Schedulability of Herschel revisited using statistical model checking

Schedulability analysis is a main concern for several embedded applications due to their safety-critical nature. The classical method of response time analysis provides an efficient technique used in industrial practice. However, the method is based on conservative assumptions related to execution and blocking times of tasks. Consequently, the method may falsely declare deadline violations that will never occur during execution. This paper is a continuation of previous work of the authors in applying extended timed automata model checking (using the tool UPPAAL) to obtain more exact schedulability analysis, here in the presence of non-deterministic computation times of tasks given by intervals [BCET, WCET]. Computation intervals with preemptive schedulers make the schedulability analysis of the resulting task model undecidable. Our contribution is to propose a combination of model checking techniques to obtain some guarantee on the (un)schedulability of the model even in the presence of undecidability.
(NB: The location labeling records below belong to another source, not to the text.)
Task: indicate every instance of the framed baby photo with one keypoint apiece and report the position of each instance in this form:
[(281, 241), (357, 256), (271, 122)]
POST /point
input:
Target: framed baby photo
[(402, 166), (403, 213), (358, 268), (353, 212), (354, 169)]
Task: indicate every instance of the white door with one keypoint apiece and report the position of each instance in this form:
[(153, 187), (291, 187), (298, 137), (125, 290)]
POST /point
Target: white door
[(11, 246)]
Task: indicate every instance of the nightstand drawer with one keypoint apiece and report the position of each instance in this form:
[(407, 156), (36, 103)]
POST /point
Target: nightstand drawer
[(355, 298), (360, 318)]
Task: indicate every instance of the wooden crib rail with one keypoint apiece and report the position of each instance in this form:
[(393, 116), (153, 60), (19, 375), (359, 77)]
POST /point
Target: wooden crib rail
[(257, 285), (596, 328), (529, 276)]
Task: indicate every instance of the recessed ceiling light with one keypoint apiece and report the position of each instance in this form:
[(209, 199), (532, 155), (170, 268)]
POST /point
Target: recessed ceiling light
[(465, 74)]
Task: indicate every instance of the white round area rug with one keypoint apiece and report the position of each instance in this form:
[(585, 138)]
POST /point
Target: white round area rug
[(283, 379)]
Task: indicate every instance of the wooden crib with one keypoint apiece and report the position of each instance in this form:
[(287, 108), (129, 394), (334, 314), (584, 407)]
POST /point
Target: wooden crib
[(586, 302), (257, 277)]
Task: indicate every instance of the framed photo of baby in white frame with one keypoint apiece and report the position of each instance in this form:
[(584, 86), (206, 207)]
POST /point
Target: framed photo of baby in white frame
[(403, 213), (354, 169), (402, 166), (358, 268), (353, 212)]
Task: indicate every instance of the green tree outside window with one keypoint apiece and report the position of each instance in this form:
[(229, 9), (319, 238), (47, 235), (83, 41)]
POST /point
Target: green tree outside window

Two methods are considered: symbolic model checking and statistical model checking. Since the model uses stop-watches, the reachability problem becomes undecidable so we are using an over-approximation technique. We can safely conclude that the system is schedulable for varying values of BCET. For the cases where deadlines are violated, we use polyhedra to try to confirm the witnesses. Our alternative method to confirm non-schedulability uses statistical model-checking (SMC) to generate counter-examples that are always realizable. Another use of the SMC technique is to do performance analysis on schedulable configurations to obtain, e.g., expected response times. The methods are demonstrated on a complex satellite software system yielding new insights useful for the company.